The total cost to the government to meet the farmers’ demands would be NOK 2.6 billion (nearly USD 500 million). The proposed increase for the average farmer consists of a general wage increase of NOK 18,500 (over USD 3,500), a further NOK 17,500 (USD 3,318) in a special low-paid increase (as most farmers are classed as low-paid) and a final NOK 9,000 (more than USD 1,700) increase to make up for the fact that farmers were felt to be lagging behind in the settlement agreed last year.
The Norwegian Farmers’ Union and the Norwegian Farmers’ and Smallholders’ Union handed their demands to the government on Thursday as part of the annual state income negotiation round. Their income suggestions were coupled with further demands for protectionist measures against the important of products like cheese, meat and milk, described in their submission as “a completely basic condition for Norwegian food production,” according to newspaper Aftenposten. The negotiations begin a day after the Organization for Economic Cooperation and Development (OECD) confirmed that Norwegian farmers are the world’s most subsidized, with subsidies making up 66 percent of farmers’ total income compared to only 22 percent in the EU.
‘Realistic and optimistic’
The leader of the Norwegian Farmers’ Union, Nils T Bjørke, told Norwegian Broadcasting (NRK) that farmers deserved the increase in order to close the gap between their earnings and those in other industries, and because of increased costs including “increased diesel prices, fertilizer and expected increases in interest rates.” Speaking to Aftenposten, he pointed to studies that showed that transfers from the state to farmers had fallen from around 7 percent of the state budget in the 1980s to 1.5 percent in 2010. According to NRK, he believes the plans are moderate and reflect the signals given by the governing parties at their annual conferences. “It is more important than ever that Norway takes responsibility for food production,” he added, describing himself as “optimistic” at the start of the negotiations.
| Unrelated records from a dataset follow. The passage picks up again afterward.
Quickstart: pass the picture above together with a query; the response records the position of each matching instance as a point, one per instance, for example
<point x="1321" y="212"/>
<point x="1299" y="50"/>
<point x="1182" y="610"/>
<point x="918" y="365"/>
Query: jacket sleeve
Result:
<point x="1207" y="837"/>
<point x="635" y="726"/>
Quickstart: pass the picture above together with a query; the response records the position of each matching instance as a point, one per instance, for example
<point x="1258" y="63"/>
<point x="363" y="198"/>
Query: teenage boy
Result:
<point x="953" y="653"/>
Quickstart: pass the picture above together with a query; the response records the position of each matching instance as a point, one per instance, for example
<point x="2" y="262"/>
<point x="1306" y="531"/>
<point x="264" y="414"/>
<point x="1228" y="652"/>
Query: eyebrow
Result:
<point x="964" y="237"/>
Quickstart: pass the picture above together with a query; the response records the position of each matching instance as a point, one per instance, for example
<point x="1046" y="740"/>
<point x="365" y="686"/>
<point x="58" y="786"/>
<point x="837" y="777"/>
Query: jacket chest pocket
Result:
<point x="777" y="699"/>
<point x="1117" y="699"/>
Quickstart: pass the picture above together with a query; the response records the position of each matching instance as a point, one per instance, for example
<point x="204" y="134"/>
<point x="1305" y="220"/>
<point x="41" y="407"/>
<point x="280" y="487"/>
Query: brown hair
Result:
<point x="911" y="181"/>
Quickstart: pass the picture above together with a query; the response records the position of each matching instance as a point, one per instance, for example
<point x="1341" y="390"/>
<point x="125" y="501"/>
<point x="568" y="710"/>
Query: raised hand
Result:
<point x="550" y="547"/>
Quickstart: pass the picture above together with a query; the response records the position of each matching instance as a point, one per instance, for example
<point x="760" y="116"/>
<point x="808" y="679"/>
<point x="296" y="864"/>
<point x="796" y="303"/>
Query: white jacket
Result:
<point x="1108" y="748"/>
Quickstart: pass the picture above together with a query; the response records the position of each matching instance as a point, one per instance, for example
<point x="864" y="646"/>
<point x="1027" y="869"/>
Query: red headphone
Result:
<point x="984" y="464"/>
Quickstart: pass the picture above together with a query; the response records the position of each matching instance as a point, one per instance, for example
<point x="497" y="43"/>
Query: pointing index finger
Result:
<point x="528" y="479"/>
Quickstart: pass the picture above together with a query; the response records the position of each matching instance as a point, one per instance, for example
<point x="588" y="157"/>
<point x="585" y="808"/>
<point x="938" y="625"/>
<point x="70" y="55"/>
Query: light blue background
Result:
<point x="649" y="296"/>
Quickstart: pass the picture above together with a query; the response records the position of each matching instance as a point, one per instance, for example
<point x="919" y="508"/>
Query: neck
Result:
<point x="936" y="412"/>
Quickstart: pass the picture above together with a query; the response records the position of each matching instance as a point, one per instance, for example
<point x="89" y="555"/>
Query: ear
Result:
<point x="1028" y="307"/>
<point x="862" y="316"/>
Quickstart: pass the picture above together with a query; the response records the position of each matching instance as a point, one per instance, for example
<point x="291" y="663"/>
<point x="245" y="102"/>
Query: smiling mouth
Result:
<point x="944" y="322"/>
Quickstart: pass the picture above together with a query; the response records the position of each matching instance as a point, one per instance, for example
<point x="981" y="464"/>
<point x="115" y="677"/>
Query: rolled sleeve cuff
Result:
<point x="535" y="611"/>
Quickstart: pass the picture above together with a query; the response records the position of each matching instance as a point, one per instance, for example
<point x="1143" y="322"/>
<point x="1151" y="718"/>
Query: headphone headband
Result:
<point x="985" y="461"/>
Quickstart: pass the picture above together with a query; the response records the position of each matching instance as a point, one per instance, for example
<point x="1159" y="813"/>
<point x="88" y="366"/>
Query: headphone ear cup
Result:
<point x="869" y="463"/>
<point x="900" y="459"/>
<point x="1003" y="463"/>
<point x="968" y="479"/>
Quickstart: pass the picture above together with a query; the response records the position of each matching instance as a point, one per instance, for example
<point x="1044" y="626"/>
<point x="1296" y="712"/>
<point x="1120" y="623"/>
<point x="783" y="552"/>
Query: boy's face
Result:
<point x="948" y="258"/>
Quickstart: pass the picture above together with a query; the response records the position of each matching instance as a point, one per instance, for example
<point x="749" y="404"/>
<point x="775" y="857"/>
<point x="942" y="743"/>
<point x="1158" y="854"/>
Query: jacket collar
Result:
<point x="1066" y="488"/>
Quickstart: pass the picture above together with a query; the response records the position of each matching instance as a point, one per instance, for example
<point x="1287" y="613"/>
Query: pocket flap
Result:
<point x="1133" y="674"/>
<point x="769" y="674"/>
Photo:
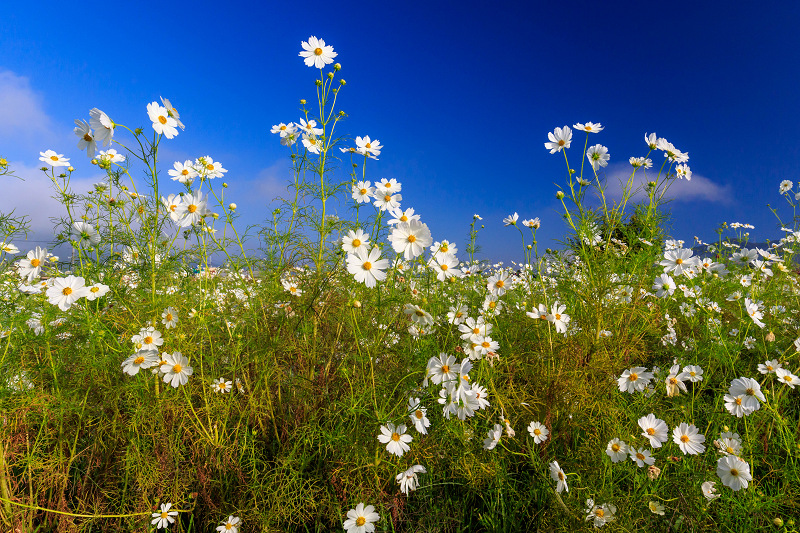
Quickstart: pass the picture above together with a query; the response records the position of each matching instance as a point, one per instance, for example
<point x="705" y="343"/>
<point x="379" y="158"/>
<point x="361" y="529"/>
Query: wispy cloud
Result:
<point x="24" y="123"/>
<point x="32" y="196"/>
<point x="699" y="189"/>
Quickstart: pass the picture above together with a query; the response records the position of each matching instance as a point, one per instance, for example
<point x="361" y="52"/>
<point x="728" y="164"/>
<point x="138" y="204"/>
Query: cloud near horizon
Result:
<point x="699" y="189"/>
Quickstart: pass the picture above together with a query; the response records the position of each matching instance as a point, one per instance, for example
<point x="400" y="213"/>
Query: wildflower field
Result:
<point x="361" y="374"/>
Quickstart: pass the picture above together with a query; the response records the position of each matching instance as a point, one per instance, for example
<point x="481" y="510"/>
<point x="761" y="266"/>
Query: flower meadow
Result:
<point x="358" y="373"/>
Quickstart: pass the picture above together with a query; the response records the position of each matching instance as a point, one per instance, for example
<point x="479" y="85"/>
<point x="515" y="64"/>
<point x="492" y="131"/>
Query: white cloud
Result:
<point x="23" y="120"/>
<point x="32" y="196"/>
<point x="699" y="189"/>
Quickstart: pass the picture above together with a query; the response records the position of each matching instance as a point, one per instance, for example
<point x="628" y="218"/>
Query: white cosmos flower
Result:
<point x="86" y="138"/>
<point x="66" y="291"/>
<point x="598" y="156"/>
<point x="367" y="267"/>
<point x="559" y="138"/>
<point x="163" y="124"/>
<point x="408" y="480"/>
<point x="395" y="438"/>
<point x="102" y="125"/>
<point x="316" y="54"/>
<point x="410" y="238"/>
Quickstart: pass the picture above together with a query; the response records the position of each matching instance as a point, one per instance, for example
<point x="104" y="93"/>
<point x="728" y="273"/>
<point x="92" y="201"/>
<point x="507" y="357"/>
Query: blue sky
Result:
<point x="461" y="95"/>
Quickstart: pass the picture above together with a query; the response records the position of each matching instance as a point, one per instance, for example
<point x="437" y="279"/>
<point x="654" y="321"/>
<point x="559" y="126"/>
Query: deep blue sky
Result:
<point x="461" y="96"/>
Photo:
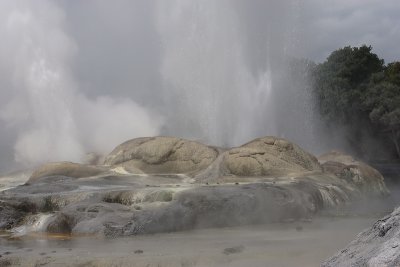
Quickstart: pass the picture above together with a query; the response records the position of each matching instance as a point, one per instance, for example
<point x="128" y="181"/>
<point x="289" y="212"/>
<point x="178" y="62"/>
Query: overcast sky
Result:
<point x="74" y="74"/>
<point x="331" y="24"/>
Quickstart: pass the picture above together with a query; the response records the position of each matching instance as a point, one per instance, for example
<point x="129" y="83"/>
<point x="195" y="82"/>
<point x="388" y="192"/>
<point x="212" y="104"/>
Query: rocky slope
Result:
<point x="163" y="184"/>
<point x="376" y="246"/>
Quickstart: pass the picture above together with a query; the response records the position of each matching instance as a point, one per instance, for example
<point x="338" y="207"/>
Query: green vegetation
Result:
<point x="355" y="89"/>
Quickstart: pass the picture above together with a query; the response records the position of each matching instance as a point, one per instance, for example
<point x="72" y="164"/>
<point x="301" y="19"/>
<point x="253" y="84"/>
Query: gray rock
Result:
<point x="362" y="176"/>
<point x="268" y="156"/>
<point x="68" y="169"/>
<point x="376" y="246"/>
<point x="180" y="185"/>
<point x="162" y="155"/>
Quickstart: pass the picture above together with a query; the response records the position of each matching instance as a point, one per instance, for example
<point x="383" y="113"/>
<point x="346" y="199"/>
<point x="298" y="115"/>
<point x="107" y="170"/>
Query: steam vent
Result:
<point x="167" y="184"/>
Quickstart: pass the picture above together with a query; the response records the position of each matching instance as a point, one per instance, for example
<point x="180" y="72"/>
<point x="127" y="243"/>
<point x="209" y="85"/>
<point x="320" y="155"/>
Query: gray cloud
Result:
<point x="209" y="70"/>
<point x="329" y="25"/>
Aftenposten also reported that Bjørke’s demands were based on an evaluation of the worldwide situation, with record high food prices and unrest in poor parts of the world because of food shortages and prices.
Anne Merete Furuberg, leader of the Norwegian Farmers’ and Smallholders’ Union, joined Bjørke in the joint submission to the government, and also described the demands to NRK as “realistic and optimistic.” She added that “the governing parties can now sign off what they have promised us at their annual conferences.”
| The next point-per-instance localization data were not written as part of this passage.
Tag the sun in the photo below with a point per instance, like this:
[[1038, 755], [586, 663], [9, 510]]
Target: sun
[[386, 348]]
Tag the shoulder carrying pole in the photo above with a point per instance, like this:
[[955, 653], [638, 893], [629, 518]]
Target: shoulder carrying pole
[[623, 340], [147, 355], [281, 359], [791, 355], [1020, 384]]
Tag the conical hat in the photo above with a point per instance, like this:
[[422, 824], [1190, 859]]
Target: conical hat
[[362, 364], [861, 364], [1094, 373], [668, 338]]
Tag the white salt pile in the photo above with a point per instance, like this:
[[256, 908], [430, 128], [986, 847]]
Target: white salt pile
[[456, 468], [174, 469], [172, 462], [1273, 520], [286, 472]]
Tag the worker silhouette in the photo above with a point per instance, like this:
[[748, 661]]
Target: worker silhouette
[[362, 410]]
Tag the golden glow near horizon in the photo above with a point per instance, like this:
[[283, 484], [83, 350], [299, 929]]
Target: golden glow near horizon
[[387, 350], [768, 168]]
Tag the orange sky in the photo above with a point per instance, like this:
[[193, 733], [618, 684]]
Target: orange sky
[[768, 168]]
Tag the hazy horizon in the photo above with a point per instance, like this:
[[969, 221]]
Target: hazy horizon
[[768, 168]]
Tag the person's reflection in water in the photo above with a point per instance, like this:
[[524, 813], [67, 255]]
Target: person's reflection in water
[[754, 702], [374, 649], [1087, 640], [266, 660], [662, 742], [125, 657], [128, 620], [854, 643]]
The chief negotiator on behalf of the government’s agriculture and food department, Leif Forsell, told NRK that “the demands are extremely high by anyone’s standards, and it is especially a problem that nearly 80 percent of what is demanded is over the amount allocated in the state budget.” He stated that he does not want to pass on a larger part of the cost of increasing farmers’ income to consumers in the form of higher food prices. “A relatively bigger part of the demand would need to be financed through higher prices, but there will not necessarily be a bigger burden on consumer if the demand becomes smaller,” he added. Forsell also rejected the unions’ comparisons between farmers and workers in other sectors, stating to Aftenposten that he did not think the government “could guarantee a certain income increase for private businesses.”
Increased prices for consumers
It is expected that increased income for farmers will increase costs to consumers. Bjørke suggested that “meat products, dairy products, fruit and vegetables, and bread products would increase in price,” with the average cost to a family of four being roughly NOK 1.30 (USD 0.25) per day. The union leader said to NRK that he “believes the majority of Norwegians see that this is a cheap investment in order to have Norwegian food in the future too.”
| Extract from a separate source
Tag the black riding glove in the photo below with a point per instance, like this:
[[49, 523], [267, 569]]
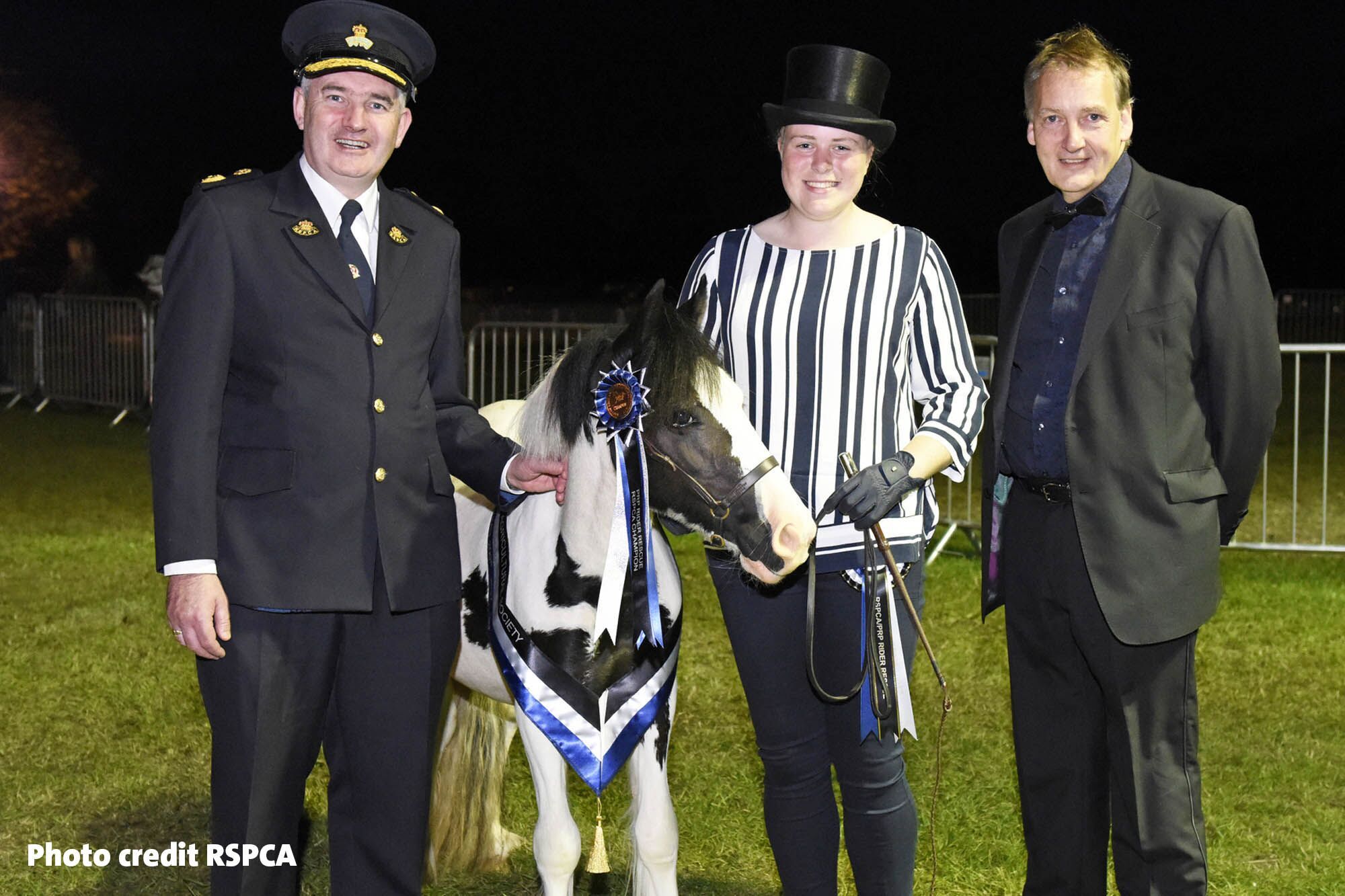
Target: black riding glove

Government negotiator Forsell does not agree with the unions’ calculations for the price increase for consumers, which he believes is as much as four or five times lower than what is would be in reality. He says their calculations only include the price paid for the goods directly, not the indirect costs accrued by the taxpayer through increased state support financed through taxation. He added that their estimates also ignore increased costs added on through the supply chain.
Just yesterday, it was revealed that Norwegian consumers were losing money through subsidizing many farm exports, especially of famous Jarlsberg cheese, on which consumers effectively lose over NOK 500 million (nearly USD 95 million) a year because of export subsidies.
Opposition parties, including the Conservative Party and the Progress Party, called for less public support for part-time farmers, who usually had other sources of income. A Conservative Party spokesperson, Svein Flåtten, commented that “full-time farmers have the worst total income of all farmers,” while Torgeir Trældal of the Progress Party said that the current system means that smaller producers and those that farm as a hobby “are prioritized,” which consumers “have to pay for.”